On December 2, 1919, Esther Marie Ray came into this world and on November 9, 2008 she peacefully left it. She was a wife, a mother, a daughter, a sister, a niece, a cousin, an aunt, a mother-in-law, a great grandmother... To me she was a grandmother, the word 'step' was never in her vocabulary. She loved lilacs and blue bonnets and wasn't afraid to wear 10 shades of purple at once. If it was purple then it was perfect. She was faithful to God and The Young and the Restless and could discuss both at great length.
Terry calls the above photo of her 'cheese cakey' and I absolutely love it. It shows an Esther that most of us never knew. So young and daring - sassy even. The photo below is from a visit to Texas, still sassy in her 80's in a field of blue bonnets. This is the Esther that I knew and loved and when I think of her, this is the snapshot I will forever have in my head.

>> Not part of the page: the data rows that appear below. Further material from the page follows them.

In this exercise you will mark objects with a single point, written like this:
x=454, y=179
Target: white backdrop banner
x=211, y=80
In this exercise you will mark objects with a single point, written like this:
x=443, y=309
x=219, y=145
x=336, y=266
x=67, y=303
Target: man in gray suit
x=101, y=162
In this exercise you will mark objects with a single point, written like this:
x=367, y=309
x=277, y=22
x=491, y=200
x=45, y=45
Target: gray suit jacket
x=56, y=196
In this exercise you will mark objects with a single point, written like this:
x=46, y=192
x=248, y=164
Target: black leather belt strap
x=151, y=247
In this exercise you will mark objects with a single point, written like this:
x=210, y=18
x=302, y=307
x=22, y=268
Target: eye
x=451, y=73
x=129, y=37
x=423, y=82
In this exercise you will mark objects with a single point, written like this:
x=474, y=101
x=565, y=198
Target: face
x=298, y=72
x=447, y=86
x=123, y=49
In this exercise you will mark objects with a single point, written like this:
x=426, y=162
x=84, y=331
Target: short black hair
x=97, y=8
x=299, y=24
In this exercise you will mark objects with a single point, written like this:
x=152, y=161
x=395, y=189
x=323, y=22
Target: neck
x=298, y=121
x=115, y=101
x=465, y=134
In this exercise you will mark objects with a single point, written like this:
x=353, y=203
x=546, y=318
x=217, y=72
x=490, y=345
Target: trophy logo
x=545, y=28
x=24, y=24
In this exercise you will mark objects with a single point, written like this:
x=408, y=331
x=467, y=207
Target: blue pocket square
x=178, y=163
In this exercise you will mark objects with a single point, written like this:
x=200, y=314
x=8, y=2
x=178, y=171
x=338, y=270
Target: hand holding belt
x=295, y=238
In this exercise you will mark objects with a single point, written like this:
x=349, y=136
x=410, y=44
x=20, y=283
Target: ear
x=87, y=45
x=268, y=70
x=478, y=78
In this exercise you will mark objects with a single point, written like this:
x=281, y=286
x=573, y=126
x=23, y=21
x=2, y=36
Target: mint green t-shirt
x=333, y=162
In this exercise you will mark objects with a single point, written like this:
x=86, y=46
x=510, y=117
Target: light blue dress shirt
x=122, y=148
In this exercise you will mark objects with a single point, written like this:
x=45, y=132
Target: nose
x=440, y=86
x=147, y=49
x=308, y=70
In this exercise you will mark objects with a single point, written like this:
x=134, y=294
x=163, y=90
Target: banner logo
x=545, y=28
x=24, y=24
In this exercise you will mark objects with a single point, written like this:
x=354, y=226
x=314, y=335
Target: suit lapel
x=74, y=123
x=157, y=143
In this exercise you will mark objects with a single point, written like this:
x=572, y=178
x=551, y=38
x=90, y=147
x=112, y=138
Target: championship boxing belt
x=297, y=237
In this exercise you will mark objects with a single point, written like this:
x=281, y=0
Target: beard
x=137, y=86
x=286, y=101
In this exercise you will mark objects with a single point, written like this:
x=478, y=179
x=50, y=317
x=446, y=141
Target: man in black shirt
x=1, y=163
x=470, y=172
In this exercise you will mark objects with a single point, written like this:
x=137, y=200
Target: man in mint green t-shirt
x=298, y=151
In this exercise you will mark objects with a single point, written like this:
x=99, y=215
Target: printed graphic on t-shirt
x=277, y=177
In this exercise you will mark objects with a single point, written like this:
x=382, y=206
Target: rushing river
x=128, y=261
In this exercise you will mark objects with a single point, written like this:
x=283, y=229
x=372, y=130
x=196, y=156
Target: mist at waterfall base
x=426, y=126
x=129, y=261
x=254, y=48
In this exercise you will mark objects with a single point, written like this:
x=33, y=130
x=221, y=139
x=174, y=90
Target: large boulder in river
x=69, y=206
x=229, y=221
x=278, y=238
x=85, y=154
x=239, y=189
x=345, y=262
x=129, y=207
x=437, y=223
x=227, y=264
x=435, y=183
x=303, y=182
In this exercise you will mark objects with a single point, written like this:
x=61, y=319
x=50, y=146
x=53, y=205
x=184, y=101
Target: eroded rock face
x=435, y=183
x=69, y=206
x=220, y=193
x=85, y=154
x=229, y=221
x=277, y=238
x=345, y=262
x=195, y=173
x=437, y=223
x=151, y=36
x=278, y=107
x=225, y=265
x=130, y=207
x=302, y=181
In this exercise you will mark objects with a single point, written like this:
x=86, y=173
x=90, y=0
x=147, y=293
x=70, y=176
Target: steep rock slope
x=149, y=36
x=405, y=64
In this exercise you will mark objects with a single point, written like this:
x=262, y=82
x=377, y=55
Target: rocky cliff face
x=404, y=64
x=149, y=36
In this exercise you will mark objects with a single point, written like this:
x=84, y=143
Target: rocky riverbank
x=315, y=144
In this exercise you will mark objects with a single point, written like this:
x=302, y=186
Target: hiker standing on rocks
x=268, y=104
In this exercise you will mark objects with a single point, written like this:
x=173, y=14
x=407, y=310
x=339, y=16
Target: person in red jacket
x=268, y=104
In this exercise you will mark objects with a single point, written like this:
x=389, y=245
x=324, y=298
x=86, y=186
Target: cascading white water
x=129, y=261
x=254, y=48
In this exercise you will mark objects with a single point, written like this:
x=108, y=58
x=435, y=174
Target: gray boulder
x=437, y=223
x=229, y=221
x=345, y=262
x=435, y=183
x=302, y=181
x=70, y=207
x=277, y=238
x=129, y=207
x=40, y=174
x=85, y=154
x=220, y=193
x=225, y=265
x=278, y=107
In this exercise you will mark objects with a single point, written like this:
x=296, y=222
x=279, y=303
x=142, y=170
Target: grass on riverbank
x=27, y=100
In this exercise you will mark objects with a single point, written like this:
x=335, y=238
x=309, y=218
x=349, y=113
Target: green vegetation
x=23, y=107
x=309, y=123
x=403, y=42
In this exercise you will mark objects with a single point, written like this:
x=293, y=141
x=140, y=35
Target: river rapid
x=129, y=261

Few know of her journalistic endeavors in her later years while residing at Avalon. When Kev and I were in Prague we received a small package containing a number of newsletters - The Avalon News - all of which contained short reflections and stories by Esther. It was such a gift for us to get these lovely little insights by her, especially while living so far away. I was fascinated to read that in 1926 she and her neighbor sang 'When we carved Our Hearts on the Old Oak Tree' on a RADIO program called 'The Children's Hour.' She described in great detail the anticipation leading up to it, her outfit, and even the 'exciting' ride in Mr. Walkers Ford - 'That's all anyone had then. Ford was it.' She and Susan dreamed of immediate fame and fortune, and altho it never found them after their radio debut, she went on to write 'the thrill of that moment still lingers on, and I've been singing ever since.'
She wrote another remembrance in April 2005 about lilacs and bluebonnets. This story struck me profoundly because it was always in late April and May that lilacs were in full bloom all. over. Prague. Absolutely everywhere, perfuming every street and every window, in every park, on every hill... At the same time I could envision the Texas fields and highways equally covered in bluebonnets.
This is what she wrote in the 'April Showers Bring May Flowers' section:
Lilacs are beautiful. I carried them on a plane to my daughter in New York once. They smelled up the whole cabin. As I disembarked from the plane, people kept asking me. "Are you the one with the lilacs?" Everyone enjoyed the beautiful fragrance. If I don't say anything about the Texas bluebonnets then I'm afraid I will never be allowed back in Texas again. My son lives in Dallas, and every year, in April, Texans look for the bluebonnets in fields, along the roadsides, everywhere. No one is allowed to grow them in their yards, though they grow wild throughout Texas. Ladybird Johnson's picture was taken in a field of bluebonnets. The last time I was in Texas, my son and his wife, Terry and Kathy, took me to a field to have my picture taken. However, I was never first lady of The United States.
She passed away while surrounded by the love of her daughter Diane and her grand daughter Amy. To the music of Amazing Grace and the reading of Psalm 23 she left this world in peace. She let go and let God take her home.